The fact that last year the firm consolidated the management of its Newcastle, Leeds and Manchester offices into one ‘North’ group, headquartered in Leeds, has increased this criticism. “The Eversheds issue continues to be that all or many of the partners only work part time out of Newcastle,” says another competitor. “The delivery of service is not focused on Newcastle. You can see that by the fact that the management for the North has been centralised.”

These are criticisms that Newcastle head Chris Hugill rejects. “We all compete over major projects and I like to think we do well,” he says. Recent deals for the Newcastle office include acting for 3i and Aberdeen Murray Johnstone on the £26m sale of Zero Waste Holdings, and for both the newco and management on Aesica Pharmaceuticals’ £22m buyout of BASF’s Northumberland plant. “We’re clearly doing the deals,” he asserts. “Look at the corpfin figures for deals done in the North East in 2004.” The stats show the firm with 28 deals against Ward Hadaway‘s 17 and just 15 by Dickinson Dees. “I think we do our fair share,” asserts Hugill.

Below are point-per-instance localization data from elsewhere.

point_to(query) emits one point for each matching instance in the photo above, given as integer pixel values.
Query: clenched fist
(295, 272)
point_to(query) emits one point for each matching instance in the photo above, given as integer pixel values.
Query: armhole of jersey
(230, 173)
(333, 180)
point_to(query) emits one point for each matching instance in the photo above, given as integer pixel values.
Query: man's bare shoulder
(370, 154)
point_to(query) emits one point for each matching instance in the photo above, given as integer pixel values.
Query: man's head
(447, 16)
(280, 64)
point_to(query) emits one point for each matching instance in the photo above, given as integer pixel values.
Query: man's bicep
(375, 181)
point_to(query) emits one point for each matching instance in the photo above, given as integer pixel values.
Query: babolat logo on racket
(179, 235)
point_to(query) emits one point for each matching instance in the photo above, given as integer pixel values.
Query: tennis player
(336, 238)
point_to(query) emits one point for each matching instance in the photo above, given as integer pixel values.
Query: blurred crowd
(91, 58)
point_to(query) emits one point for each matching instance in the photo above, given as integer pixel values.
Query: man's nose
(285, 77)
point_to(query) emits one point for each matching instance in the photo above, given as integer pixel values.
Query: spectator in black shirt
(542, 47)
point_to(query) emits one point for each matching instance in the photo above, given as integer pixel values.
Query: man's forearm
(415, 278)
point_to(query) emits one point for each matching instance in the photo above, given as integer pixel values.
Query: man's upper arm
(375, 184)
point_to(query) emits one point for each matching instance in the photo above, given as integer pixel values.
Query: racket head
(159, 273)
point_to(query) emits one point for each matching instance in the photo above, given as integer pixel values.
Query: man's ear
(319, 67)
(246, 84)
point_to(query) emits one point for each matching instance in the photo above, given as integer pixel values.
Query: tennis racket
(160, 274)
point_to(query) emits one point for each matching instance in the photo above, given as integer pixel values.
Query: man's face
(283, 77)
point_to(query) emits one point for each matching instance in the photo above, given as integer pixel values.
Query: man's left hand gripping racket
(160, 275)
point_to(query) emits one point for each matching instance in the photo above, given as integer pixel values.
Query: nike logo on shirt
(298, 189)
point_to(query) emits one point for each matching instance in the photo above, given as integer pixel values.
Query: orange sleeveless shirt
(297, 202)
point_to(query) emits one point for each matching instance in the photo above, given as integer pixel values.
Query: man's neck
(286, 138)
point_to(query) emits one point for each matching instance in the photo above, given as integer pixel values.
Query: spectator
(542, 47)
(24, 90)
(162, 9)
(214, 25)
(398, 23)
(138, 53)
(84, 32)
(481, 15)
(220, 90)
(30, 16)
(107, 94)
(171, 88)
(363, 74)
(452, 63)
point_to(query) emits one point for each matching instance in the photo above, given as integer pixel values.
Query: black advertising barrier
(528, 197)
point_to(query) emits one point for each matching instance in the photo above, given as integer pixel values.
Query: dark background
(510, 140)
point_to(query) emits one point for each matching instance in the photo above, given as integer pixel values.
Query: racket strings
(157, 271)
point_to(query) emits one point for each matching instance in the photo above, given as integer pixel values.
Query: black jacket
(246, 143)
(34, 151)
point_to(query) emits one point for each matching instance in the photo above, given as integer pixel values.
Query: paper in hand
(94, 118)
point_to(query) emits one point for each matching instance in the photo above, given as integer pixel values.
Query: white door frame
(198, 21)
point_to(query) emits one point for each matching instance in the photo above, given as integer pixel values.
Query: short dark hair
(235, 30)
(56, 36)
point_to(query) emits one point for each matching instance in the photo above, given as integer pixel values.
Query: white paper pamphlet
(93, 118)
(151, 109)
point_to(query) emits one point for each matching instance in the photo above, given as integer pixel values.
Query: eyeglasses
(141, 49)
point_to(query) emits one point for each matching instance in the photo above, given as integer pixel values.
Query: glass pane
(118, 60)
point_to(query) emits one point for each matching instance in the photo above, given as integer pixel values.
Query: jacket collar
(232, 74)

In contrast to Eversheds’ perceived relatively low profile in Newcastle, and its subdued financial performance this year (turnover was up just 2 per cent, though PEP was up 6 per cent to £350,000), Ward Hadaway has blasted the market with news of a provisional 50 per cent hike (The Lawyer, 23 May). Average PEP jumped this year from £265,000 to an estimated £350,000, while turnover rose 17 per cent to £20.3m. “I think it’s the first time as managing partner that all groups hit target and have done so well,” says managing partner Jamie Martin. There has been a steady stream of AIM work, particularly in the technology sector, and solid performances from the firm’s projects, property and litigation teams. “We’ve also got a better grip on costs, although we haven’t locked down on salaries,” says Martin. “We’ve managed working capital, although it’s still not as good as I’d like.”

Newcastle’s fifth-largest firm Robert Muckle also had an impressive year financially. Turnover grew 27 per cent, taking revenues up to £7.5m. It also saw its usual quota of partner moves, with departures including Alan Fletcher to Eversheds and head of construction Neil Wilson to Halliwells, while arrivals included corporate partner Andrew Davison, who joined from Eversheds. However, managing partner Steve McNicol dismisses claims that the firm is a revolving door, pointing to the fact that total headcount this year is up 13 per cent. “It’s been a particularly good last six months,” says McNicol, “and property is going great guns.”

Watson Burton may have caught everyone on the hop with its Leeds move, but there is life in Newcastle yet. Good news for some.